These might be the only bankers who think executive bonuses are too high

One skill that’s scarce at the World Bank? Employee relations.
One skill that’s scarce at the World Bank? Employee relations.
Image: Reuters/Gary Cameron
We may earn a commission from links on this page.

Not many bankers complain about executive compensation being too high—and even fewer contemplate a brief strike to warn the powers that be of their objections.

But the World Bank isn’t your typical finance institution, and ahead of next week’s annual meeting of the bank and its sister institution, the International Monetary Fund, staffers are up in arms over a bonus—excuse me, a “scare skills premium”—paid to the bank’s CFO. Employees are considering a 15-minute work stoppage this morning to express their displeasure with management, and in particular with World Bank president Jim Yong Kim.

Kim, an American, took over the World Bank in 2012 and has been leading the organization through a complicated evolution. Many of the development bank’s traditional customers are the emerging markets who have grown so rapidly in recent years that they no longer need to rely on subsidized loans, turning instead to direct private investment or the capital markets. Kim has been tasked with re-tooling the organization to be more focused on technical expertise and reducing extreme poverty.

But any institution cutting its budget by $400 million (and its ranks by 1,000 employees, roughly one in 10) is going to generate some discontent. That’s the context in which  the $94,000 bonus to CFO Bertrand Barde, a French banker, rankled workers. At the same time, Kim has also been criticized for letting experienced employees leave the bank as it refocuses its mission; this kind of bonus is likely important in retaining top talent.

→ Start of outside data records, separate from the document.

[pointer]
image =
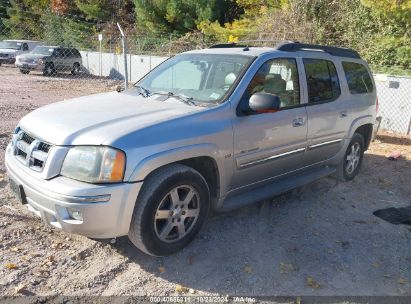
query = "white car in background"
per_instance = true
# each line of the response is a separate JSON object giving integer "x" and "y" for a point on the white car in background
{"x": 9, "y": 49}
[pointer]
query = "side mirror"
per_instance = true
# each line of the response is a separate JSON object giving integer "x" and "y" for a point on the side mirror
{"x": 264, "y": 103}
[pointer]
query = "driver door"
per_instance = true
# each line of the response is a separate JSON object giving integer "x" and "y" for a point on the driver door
{"x": 267, "y": 145}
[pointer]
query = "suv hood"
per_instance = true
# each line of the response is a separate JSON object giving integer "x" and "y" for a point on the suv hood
{"x": 100, "y": 119}
{"x": 33, "y": 56}
{"x": 8, "y": 51}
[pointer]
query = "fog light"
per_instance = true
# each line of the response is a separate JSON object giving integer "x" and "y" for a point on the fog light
{"x": 75, "y": 214}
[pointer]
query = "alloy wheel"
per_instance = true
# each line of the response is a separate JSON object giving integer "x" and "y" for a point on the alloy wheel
{"x": 353, "y": 158}
{"x": 177, "y": 213}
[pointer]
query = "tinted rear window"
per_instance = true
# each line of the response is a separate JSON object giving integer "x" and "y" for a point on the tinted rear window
{"x": 358, "y": 79}
{"x": 322, "y": 80}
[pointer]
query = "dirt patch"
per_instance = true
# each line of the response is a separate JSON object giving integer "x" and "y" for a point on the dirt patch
{"x": 322, "y": 239}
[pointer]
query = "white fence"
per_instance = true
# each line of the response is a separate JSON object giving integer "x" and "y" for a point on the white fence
{"x": 112, "y": 65}
{"x": 394, "y": 93}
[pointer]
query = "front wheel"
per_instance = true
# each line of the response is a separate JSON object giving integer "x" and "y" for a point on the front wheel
{"x": 170, "y": 210}
{"x": 49, "y": 69}
{"x": 353, "y": 157}
{"x": 76, "y": 69}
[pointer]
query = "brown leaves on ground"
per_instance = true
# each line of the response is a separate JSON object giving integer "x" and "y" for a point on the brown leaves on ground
{"x": 287, "y": 268}
{"x": 312, "y": 283}
{"x": 181, "y": 289}
{"x": 161, "y": 269}
{"x": 248, "y": 269}
{"x": 10, "y": 266}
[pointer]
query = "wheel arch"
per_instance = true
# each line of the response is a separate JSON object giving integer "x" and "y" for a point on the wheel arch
{"x": 201, "y": 158}
{"x": 364, "y": 126}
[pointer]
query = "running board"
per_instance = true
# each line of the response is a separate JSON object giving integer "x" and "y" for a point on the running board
{"x": 275, "y": 188}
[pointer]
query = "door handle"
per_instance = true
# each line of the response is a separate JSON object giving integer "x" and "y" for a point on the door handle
{"x": 298, "y": 122}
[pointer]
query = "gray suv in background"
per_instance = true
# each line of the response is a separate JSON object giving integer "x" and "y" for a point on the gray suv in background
{"x": 49, "y": 60}
{"x": 211, "y": 129}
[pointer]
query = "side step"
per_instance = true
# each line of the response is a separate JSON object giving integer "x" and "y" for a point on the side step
{"x": 275, "y": 188}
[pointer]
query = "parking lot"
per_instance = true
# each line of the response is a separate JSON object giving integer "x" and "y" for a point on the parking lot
{"x": 322, "y": 239}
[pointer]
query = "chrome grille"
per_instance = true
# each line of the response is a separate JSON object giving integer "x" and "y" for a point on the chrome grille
{"x": 27, "y": 60}
{"x": 31, "y": 151}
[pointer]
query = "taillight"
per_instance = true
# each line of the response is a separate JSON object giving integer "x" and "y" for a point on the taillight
{"x": 377, "y": 106}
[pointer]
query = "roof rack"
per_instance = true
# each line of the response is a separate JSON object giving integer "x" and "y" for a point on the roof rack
{"x": 332, "y": 50}
{"x": 241, "y": 44}
{"x": 293, "y": 46}
{"x": 227, "y": 45}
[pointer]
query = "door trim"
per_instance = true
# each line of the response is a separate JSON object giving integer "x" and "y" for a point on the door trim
{"x": 324, "y": 143}
{"x": 258, "y": 161}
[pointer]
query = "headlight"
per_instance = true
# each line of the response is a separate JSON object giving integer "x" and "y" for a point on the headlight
{"x": 94, "y": 164}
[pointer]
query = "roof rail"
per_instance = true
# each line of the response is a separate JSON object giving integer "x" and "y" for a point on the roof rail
{"x": 240, "y": 43}
{"x": 332, "y": 50}
{"x": 226, "y": 45}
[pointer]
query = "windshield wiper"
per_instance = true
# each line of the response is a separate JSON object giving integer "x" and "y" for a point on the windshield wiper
{"x": 143, "y": 91}
{"x": 187, "y": 100}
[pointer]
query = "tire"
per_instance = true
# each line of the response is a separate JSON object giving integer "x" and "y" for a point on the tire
{"x": 76, "y": 69}
{"x": 159, "y": 206}
{"x": 49, "y": 69}
{"x": 348, "y": 168}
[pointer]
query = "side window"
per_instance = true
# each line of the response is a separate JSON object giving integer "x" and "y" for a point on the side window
{"x": 224, "y": 75}
{"x": 322, "y": 80}
{"x": 278, "y": 77}
{"x": 186, "y": 75}
{"x": 58, "y": 53}
{"x": 358, "y": 78}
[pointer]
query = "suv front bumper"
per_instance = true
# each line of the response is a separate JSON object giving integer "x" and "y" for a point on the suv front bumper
{"x": 106, "y": 209}
{"x": 30, "y": 66}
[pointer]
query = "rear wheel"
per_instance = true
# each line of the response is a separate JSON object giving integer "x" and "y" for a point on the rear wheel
{"x": 49, "y": 69}
{"x": 170, "y": 210}
{"x": 353, "y": 157}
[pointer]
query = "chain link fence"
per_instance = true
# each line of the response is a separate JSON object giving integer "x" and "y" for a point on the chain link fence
{"x": 80, "y": 59}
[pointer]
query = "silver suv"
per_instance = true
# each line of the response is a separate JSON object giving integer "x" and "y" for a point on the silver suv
{"x": 49, "y": 60}
{"x": 212, "y": 129}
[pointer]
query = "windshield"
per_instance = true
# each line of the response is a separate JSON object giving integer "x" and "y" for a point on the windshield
{"x": 202, "y": 77}
{"x": 10, "y": 45}
{"x": 42, "y": 50}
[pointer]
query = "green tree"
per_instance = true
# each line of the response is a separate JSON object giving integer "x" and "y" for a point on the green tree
{"x": 24, "y": 17}
{"x": 179, "y": 16}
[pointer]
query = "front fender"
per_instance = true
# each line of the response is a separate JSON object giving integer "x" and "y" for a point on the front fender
{"x": 155, "y": 161}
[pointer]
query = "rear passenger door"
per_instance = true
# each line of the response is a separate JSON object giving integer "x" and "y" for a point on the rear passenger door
{"x": 328, "y": 111}
{"x": 267, "y": 145}
{"x": 58, "y": 58}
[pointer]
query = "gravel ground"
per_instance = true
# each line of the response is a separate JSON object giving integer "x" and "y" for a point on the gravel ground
{"x": 322, "y": 239}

Even outside critics of Kim’s administration may see this conflict as a sign that reform hasn’t gone far enough inside the organization; the new president has neither eliminated waste nor won over its rank and file to get on board with the goal of more efficiency. That would be a shame: Even with fewer massive development loans to fund, there is still plenty of vital development work to be done for an institution with the resources of the World Bank.